Blockchain 101: Handling Data

•••

This is part of a larger series of articles about Blockchain. If this is the first article you come across, I strongly recommend starting from the beginning of the series.

Last time we met, we took a brief tour through the applications of ZK technology in Blockchain. If you recall, there were two main reasons why ZK is finding its way into Blockchains: fast verification, and small proofs.

Fast verification is easy to understand. The role of validators is to — you guessed it — validate blocks! So the faster they can get it done, the better it will be for the protocol overall.

That’s the theory, at least — there are some limitations to this, as we saw in the previous delivery!

But why exactly would small proofs be important? Well, there are essentially two things we should worry about. And as we’ll soon discover, these issues will catapult us right into the heart of today’s discussion: Data Availability.

So let’s start today’s discussion by touching upon this question.

Coffee ready? Let’s go!

•••

Data in Blockchain

Let’s talk about ZK rollups for a second.

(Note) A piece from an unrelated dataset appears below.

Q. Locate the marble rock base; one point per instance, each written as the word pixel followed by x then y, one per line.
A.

As we already know, ZK rollups post proofs of their state transitions to their respective layer 1. This is of course done so that they avoid posting their full transaction history. But why does this matter?

Anything that’s posted on the layer 1 Blockchain will need to be checked by validators. And for this, information must be gossiped around, so that every validator has all the information they need to inspect and validate.

Thus, the first problem comes in the form of efficient communication: the more information they have to share between them, the slower the overall consensus will be.

This is true for any kind of information validators need to check. And since information is contained in blocks, there’s a balance we need to be mindful of:

How much information we stuff into blocks versus how slow the network will be

When designing a Blockchain, this is one of the key elements we need to worry about. To solve the problem, Blockchains in general impose limits on block size to keep their block times consistent.

It would be great if that was the end of the story. But unfortunately, this created another problem: scarcity.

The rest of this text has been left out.